Both of the rather unusual examples cited above are inherent to low-energy systems.  A large collection of $^{12}$C (e.g. in a diamond) does not exhibit particularly unusual behavior.  This leads me to hypothesize that the energy distribution of the system is largely responsible for keeping bosons apart.  Given the rather basic nature of the question, however, I figured someone here would likely know the "correct" answer.  So,
what keeps bosons from occupying the same location?  
 A: This is really just a comment to dmckee's answer, but it got a bit long for a comment.
The problem with your question:

what keeps bosons from occupying the same location?

is that no particle has a precisely defined position. Remember that when we get down to the sizes of atoms etc particles don't have a position. They are described by a wavefunction that may be localised in space to some extent but never localised down to a single point. As dmckee says, the Heisenberg Uncertainty Principle prevents a particle from being localised down to a point, unless that is you're prepared to allow the momentum to become infinitely uncertain in which case the whole thing turns into a black hole!
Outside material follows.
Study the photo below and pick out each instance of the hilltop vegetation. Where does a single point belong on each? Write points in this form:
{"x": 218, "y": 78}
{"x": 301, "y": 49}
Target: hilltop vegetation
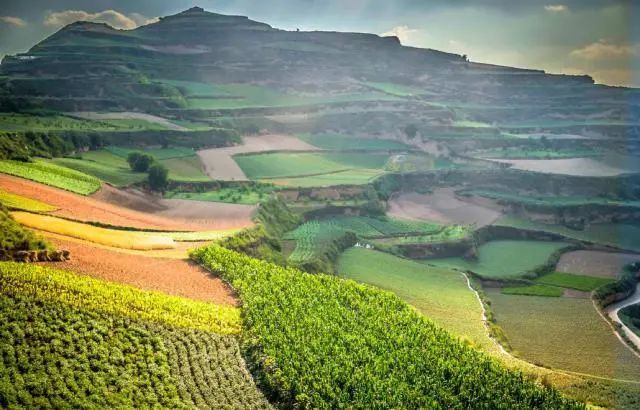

In a BEC all the atoms are in the same quantum state, but that state is only localised down to the size of the experimental apparatus. In principle you could make the size of the condensate smaller, but I suspect the increased uncertainty in the momentum would make it hard to keep the condensate coherent and it would break up into individual atoms of different energies.
A: Er ... nothing prevents this. That's what a Bose-Einstein condensate is: lots of bosons in the same place and quantum state.
You are observing that the state is not perfectly localized, but that is a consequence of the state not being exactly zero momentum. Ultimately the Heisenberg principle puts a lower limit on how localized they could be.
If the bosons are composite objects (like Helium atoms, say) then you can write the state in terms of their constituent parts and the Fermionic bits have to obey the Pauli principle.